I have no doubt that linguists and word lovers who invent these names are often tongue-in-cheek, but those who do so earnestly, especially those who create doubtful “syndromes,” those that are not rooted in science, are entrepreneurial charlatans naming an affliction so that they, taking credit for identifying the “disease,” become “experts.” And as experts, they are in position to offer the definitive “cure” for our physical woes, for which they can now offer their services at a premium fee. In fact, no expertise is required to identify compulsive behaviors, such as bulking-up with steroids to the point that one must wear Huggies, and state the obvious, namely that this person suffers from a psychological affliction. To give this affliction the name bigorexia or any other name seems besides the point. It should be self-evident that our culture is excessive in everything we do. We are vain, we are glory hogs, we want attention, so it should be of no surprise that some of us, especially those of us lacking maturity, seek our glory and attention through physical pursuits in the same way it shouldn’t surprise us that some of us seek veneration through showy cars, houses, and other materialistic trophies. Taking credit for giving a name for what is obviously self-destructive behavior becomes in essence another form of vanity and an inane form at that. We can therefore conclude that the self-described “expert” of the disease is as neurotic as the woeful subject he is naming.
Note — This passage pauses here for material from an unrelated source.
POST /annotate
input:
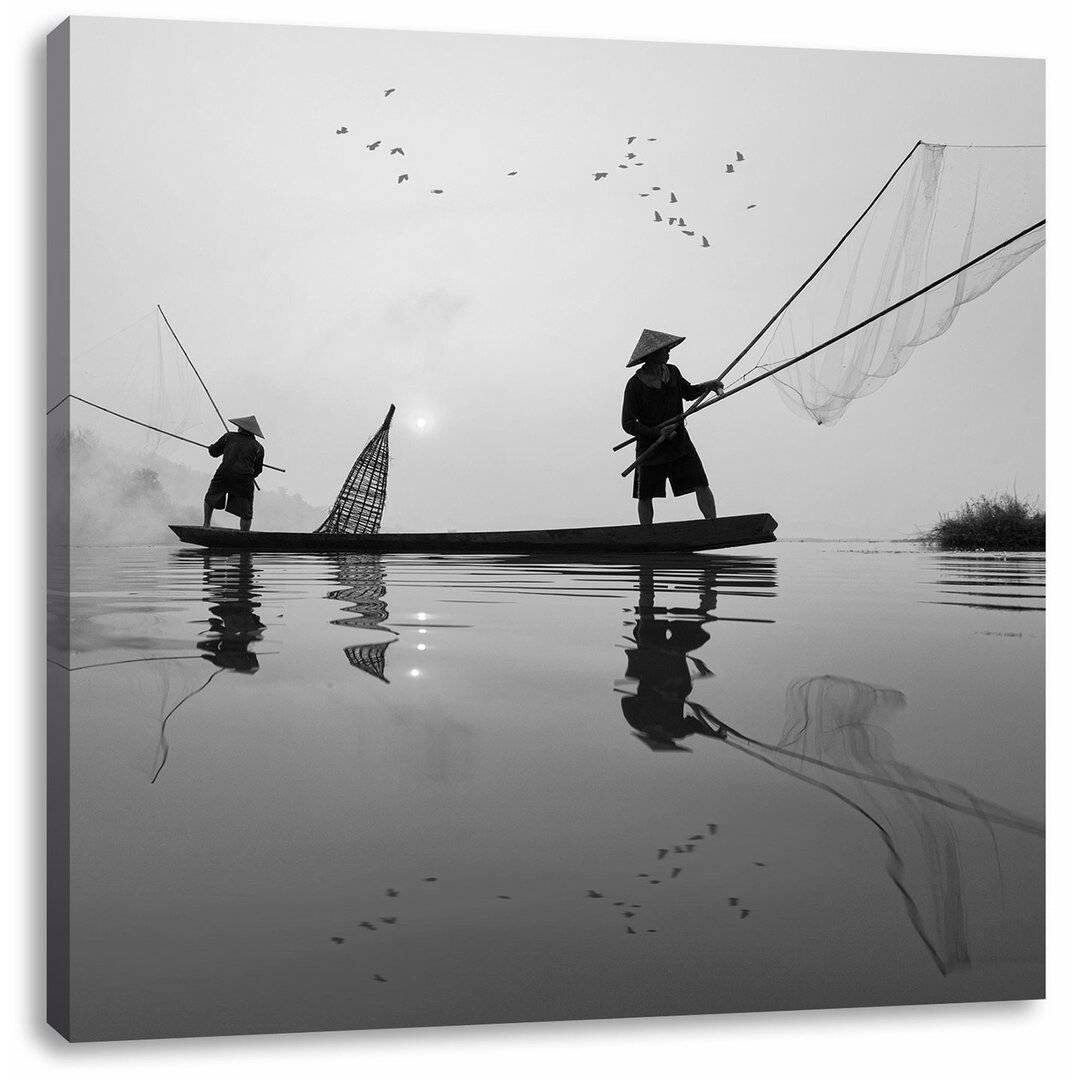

Yes, bigorexia exists. As does anorexia and bulimia and gourmand syndrome and cyclic vomiting syndrome, and binge eating disorder and Orthorexia Nervosa. Americans love naming their afflictions, the more esoteric the better, because the exotic name gives them an identity. Having a well-identified affliction gives them a strong sense of self. Under the banner of this or that syndrome, they can write poetry, “recovery stories,” and “inspirational thoughts.” Take away their pathology and now they are without an identity, a mission, a purpose. They are forever lost lest they find some new affliction for which they can re-invent themselves.